Relaxation dynamics of local observables in integrable systems

TL;DR

This paper demonstrates that the entire post-quench dynamics of integrable systems can be derived from a minimal set of data, revealing universal power-law relaxation behavior in the Lieb-Liniger gas.

Contribution

It introduces the generalized single-particle overlap coefficient as a key tool for computing quench dynamics in integrable models, providing a universal description of relaxation.

Findings

Power-law decay of $t^{-3}$ in density-density correlations.

Universal relaxation behavior independent of interactions.
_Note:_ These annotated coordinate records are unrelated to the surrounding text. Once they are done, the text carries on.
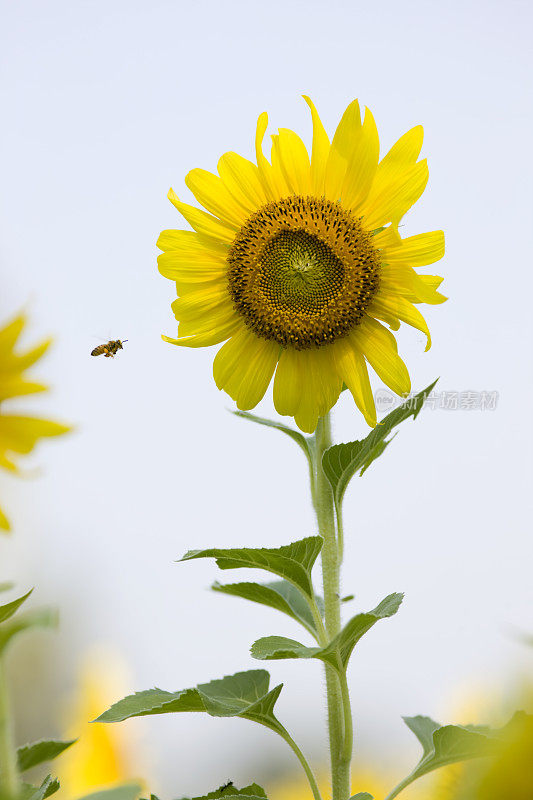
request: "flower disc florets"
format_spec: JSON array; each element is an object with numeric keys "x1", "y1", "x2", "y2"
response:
[{"x1": 227, "y1": 196, "x2": 380, "y2": 350}]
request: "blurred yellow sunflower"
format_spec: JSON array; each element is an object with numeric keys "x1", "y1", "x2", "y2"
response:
[
  {"x1": 0, "y1": 314, "x2": 69, "y2": 531},
  {"x1": 58, "y1": 649, "x2": 148, "y2": 800},
  {"x1": 157, "y1": 97, "x2": 446, "y2": 433}
]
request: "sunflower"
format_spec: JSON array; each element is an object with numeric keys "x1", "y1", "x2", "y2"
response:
[
  {"x1": 58, "y1": 647, "x2": 148, "y2": 800},
  {"x1": 157, "y1": 97, "x2": 446, "y2": 433},
  {"x1": 0, "y1": 314, "x2": 70, "y2": 531}
]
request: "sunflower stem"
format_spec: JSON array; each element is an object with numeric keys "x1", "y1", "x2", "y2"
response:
[
  {"x1": 314, "y1": 414, "x2": 353, "y2": 800},
  {"x1": 276, "y1": 725, "x2": 322, "y2": 800},
  {"x1": 0, "y1": 655, "x2": 19, "y2": 798}
]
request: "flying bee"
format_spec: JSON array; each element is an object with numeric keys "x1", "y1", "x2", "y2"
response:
[{"x1": 91, "y1": 339, "x2": 128, "y2": 358}]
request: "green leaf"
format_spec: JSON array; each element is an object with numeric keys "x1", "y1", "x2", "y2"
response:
[
  {"x1": 322, "y1": 381, "x2": 437, "y2": 507},
  {"x1": 95, "y1": 669, "x2": 283, "y2": 731},
  {"x1": 250, "y1": 636, "x2": 322, "y2": 661},
  {"x1": 76, "y1": 783, "x2": 141, "y2": 800},
  {"x1": 17, "y1": 739, "x2": 76, "y2": 772},
  {"x1": 17, "y1": 775, "x2": 60, "y2": 800},
  {"x1": 232, "y1": 411, "x2": 313, "y2": 469},
  {"x1": 322, "y1": 592, "x2": 403, "y2": 669},
  {"x1": 177, "y1": 783, "x2": 266, "y2": 800},
  {"x1": 250, "y1": 593, "x2": 403, "y2": 671},
  {"x1": 382, "y1": 713, "x2": 532, "y2": 797},
  {"x1": 93, "y1": 689, "x2": 205, "y2": 722},
  {"x1": 0, "y1": 584, "x2": 33, "y2": 622},
  {"x1": 211, "y1": 580, "x2": 322, "y2": 637},
  {"x1": 179, "y1": 536, "x2": 323, "y2": 599},
  {"x1": 0, "y1": 608, "x2": 58, "y2": 653}
]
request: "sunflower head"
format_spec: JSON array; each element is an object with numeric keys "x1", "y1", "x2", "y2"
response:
[
  {"x1": 158, "y1": 97, "x2": 446, "y2": 433},
  {"x1": 0, "y1": 314, "x2": 70, "y2": 531}
]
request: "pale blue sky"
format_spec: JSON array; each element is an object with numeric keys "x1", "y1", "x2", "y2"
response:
[{"x1": 0, "y1": 0, "x2": 533, "y2": 796}]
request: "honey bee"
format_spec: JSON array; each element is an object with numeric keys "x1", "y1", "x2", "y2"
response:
[{"x1": 91, "y1": 339, "x2": 128, "y2": 358}]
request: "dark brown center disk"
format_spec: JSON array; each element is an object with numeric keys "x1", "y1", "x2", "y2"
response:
[{"x1": 228, "y1": 196, "x2": 380, "y2": 350}]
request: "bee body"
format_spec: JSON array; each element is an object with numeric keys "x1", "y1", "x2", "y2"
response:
[{"x1": 91, "y1": 339, "x2": 128, "y2": 358}]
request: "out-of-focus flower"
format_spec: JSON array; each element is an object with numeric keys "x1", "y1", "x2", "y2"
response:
[
  {"x1": 158, "y1": 97, "x2": 446, "y2": 433},
  {"x1": 58, "y1": 651, "x2": 148, "y2": 800},
  {"x1": 0, "y1": 314, "x2": 70, "y2": 531}
]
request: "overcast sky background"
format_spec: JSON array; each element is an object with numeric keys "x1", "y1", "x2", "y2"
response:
[{"x1": 0, "y1": 0, "x2": 533, "y2": 796}]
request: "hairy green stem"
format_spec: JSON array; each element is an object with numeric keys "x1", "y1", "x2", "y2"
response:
[
  {"x1": 276, "y1": 723, "x2": 322, "y2": 800},
  {"x1": 0, "y1": 655, "x2": 19, "y2": 798},
  {"x1": 315, "y1": 414, "x2": 353, "y2": 800}
]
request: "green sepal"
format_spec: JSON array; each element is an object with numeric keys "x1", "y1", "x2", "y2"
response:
[
  {"x1": 0, "y1": 583, "x2": 33, "y2": 622},
  {"x1": 391, "y1": 712, "x2": 532, "y2": 797},
  {"x1": 176, "y1": 783, "x2": 268, "y2": 800},
  {"x1": 94, "y1": 669, "x2": 283, "y2": 731},
  {"x1": 232, "y1": 411, "x2": 313, "y2": 469},
  {"x1": 250, "y1": 593, "x2": 403, "y2": 671},
  {"x1": 211, "y1": 580, "x2": 324, "y2": 638},
  {"x1": 0, "y1": 608, "x2": 58, "y2": 654},
  {"x1": 76, "y1": 783, "x2": 141, "y2": 800},
  {"x1": 322, "y1": 381, "x2": 437, "y2": 508},
  {"x1": 17, "y1": 739, "x2": 77, "y2": 772},
  {"x1": 178, "y1": 536, "x2": 323, "y2": 599}
]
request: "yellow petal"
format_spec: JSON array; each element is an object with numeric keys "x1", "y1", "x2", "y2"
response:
[
  {"x1": 303, "y1": 95, "x2": 329, "y2": 197},
  {"x1": 367, "y1": 292, "x2": 431, "y2": 351},
  {"x1": 213, "y1": 326, "x2": 280, "y2": 411},
  {"x1": 0, "y1": 414, "x2": 70, "y2": 453},
  {"x1": 294, "y1": 345, "x2": 342, "y2": 433},
  {"x1": 255, "y1": 111, "x2": 282, "y2": 200},
  {"x1": 341, "y1": 108, "x2": 379, "y2": 211},
  {"x1": 168, "y1": 189, "x2": 235, "y2": 244},
  {"x1": 161, "y1": 313, "x2": 238, "y2": 347},
  {"x1": 171, "y1": 281, "x2": 233, "y2": 322},
  {"x1": 218, "y1": 153, "x2": 268, "y2": 214},
  {"x1": 383, "y1": 231, "x2": 444, "y2": 267},
  {"x1": 157, "y1": 225, "x2": 228, "y2": 259},
  {"x1": 333, "y1": 337, "x2": 377, "y2": 428},
  {"x1": 0, "y1": 372, "x2": 48, "y2": 401},
  {"x1": 157, "y1": 255, "x2": 227, "y2": 284},
  {"x1": 324, "y1": 100, "x2": 360, "y2": 203},
  {"x1": 0, "y1": 314, "x2": 26, "y2": 352},
  {"x1": 380, "y1": 262, "x2": 447, "y2": 305},
  {"x1": 350, "y1": 317, "x2": 411, "y2": 395},
  {"x1": 274, "y1": 346, "x2": 342, "y2": 433},
  {"x1": 360, "y1": 160, "x2": 428, "y2": 230},
  {"x1": 185, "y1": 169, "x2": 247, "y2": 230},
  {"x1": 274, "y1": 348, "x2": 302, "y2": 417},
  {"x1": 372, "y1": 225, "x2": 402, "y2": 250},
  {"x1": 0, "y1": 508, "x2": 11, "y2": 532},
  {"x1": 376, "y1": 125, "x2": 424, "y2": 190},
  {"x1": 275, "y1": 128, "x2": 311, "y2": 197}
]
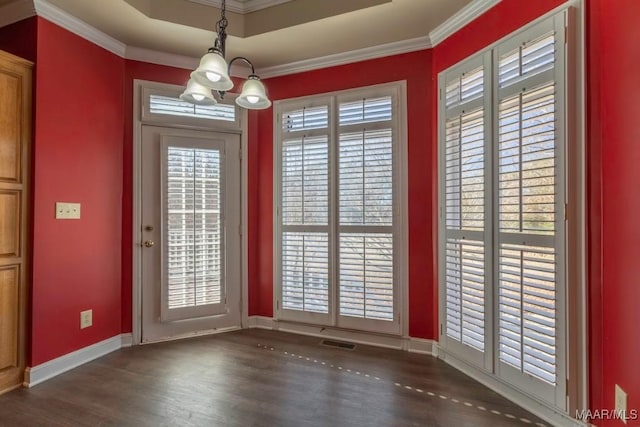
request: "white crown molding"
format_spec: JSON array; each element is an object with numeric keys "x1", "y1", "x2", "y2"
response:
[
  {"x1": 124, "y1": 46, "x2": 200, "y2": 70},
  {"x1": 429, "y1": 0, "x2": 500, "y2": 47},
  {"x1": 256, "y1": 36, "x2": 431, "y2": 78},
  {"x1": 33, "y1": 0, "x2": 126, "y2": 58},
  {"x1": 188, "y1": 0, "x2": 291, "y2": 14},
  {"x1": 0, "y1": 0, "x2": 36, "y2": 28},
  {"x1": 24, "y1": 335, "x2": 123, "y2": 387}
]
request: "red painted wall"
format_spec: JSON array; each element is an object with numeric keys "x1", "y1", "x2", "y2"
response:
[
  {"x1": 249, "y1": 51, "x2": 437, "y2": 338},
  {"x1": 29, "y1": 18, "x2": 124, "y2": 366},
  {"x1": 587, "y1": 0, "x2": 640, "y2": 426},
  {"x1": 0, "y1": 17, "x2": 38, "y2": 62}
]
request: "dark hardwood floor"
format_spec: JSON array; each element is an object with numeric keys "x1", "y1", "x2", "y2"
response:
[{"x1": 0, "y1": 330, "x2": 545, "y2": 427}]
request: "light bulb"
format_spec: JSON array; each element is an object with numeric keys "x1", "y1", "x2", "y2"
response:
[{"x1": 209, "y1": 71, "x2": 222, "y2": 82}]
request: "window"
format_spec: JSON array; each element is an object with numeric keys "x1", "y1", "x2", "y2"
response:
[
  {"x1": 149, "y1": 94, "x2": 236, "y2": 122},
  {"x1": 161, "y1": 137, "x2": 226, "y2": 321},
  {"x1": 439, "y1": 14, "x2": 566, "y2": 409},
  {"x1": 141, "y1": 82, "x2": 242, "y2": 132},
  {"x1": 275, "y1": 84, "x2": 404, "y2": 334}
]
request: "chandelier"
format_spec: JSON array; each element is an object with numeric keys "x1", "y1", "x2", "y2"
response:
[{"x1": 180, "y1": 0, "x2": 271, "y2": 110}]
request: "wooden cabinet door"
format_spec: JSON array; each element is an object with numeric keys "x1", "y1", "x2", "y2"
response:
[{"x1": 0, "y1": 51, "x2": 32, "y2": 393}]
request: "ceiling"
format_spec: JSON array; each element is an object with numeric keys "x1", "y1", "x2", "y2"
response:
[{"x1": 0, "y1": 0, "x2": 471, "y2": 69}]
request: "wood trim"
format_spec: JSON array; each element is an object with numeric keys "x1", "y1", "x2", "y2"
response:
[{"x1": 0, "y1": 46, "x2": 33, "y2": 393}]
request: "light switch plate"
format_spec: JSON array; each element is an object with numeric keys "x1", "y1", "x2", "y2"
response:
[
  {"x1": 616, "y1": 384, "x2": 627, "y2": 424},
  {"x1": 56, "y1": 202, "x2": 80, "y2": 219},
  {"x1": 80, "y1": 310, "x2": 93, "y2": 329}
]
Method applicable to a broad class of integrable systems.

Abstract

We show, using the quench action approach [Caux&Essler Phys. Rev. Lett. 110 (2013)], that the whole post-quench time evolution of an integrable system in the thermodynamic limit can be computed with a minimal set of data which are encoded in what we denote the generalized single-particle overlap coefficient $s_0^{\Psi_0}(\lambda)$. This function can be extracted from the thermodynamically leading part of the overlaps between the eigenstates of the model and the initial state. For a generic global quench the shape of $s_0^{\Psi_0}(\lambda)$ in the low momentum limit directly gives the exponent for the power law decay to the effective steady state. As an example we compute the time evolution of the static density-density correlation in the interacting Lieb-Liniger gas after a quench from a Bose-Einstein condensate. This shows an approach to equilibrium with power law $t^{-3}$ which turns out to be independent of the post-quench interaction and of the considered observable.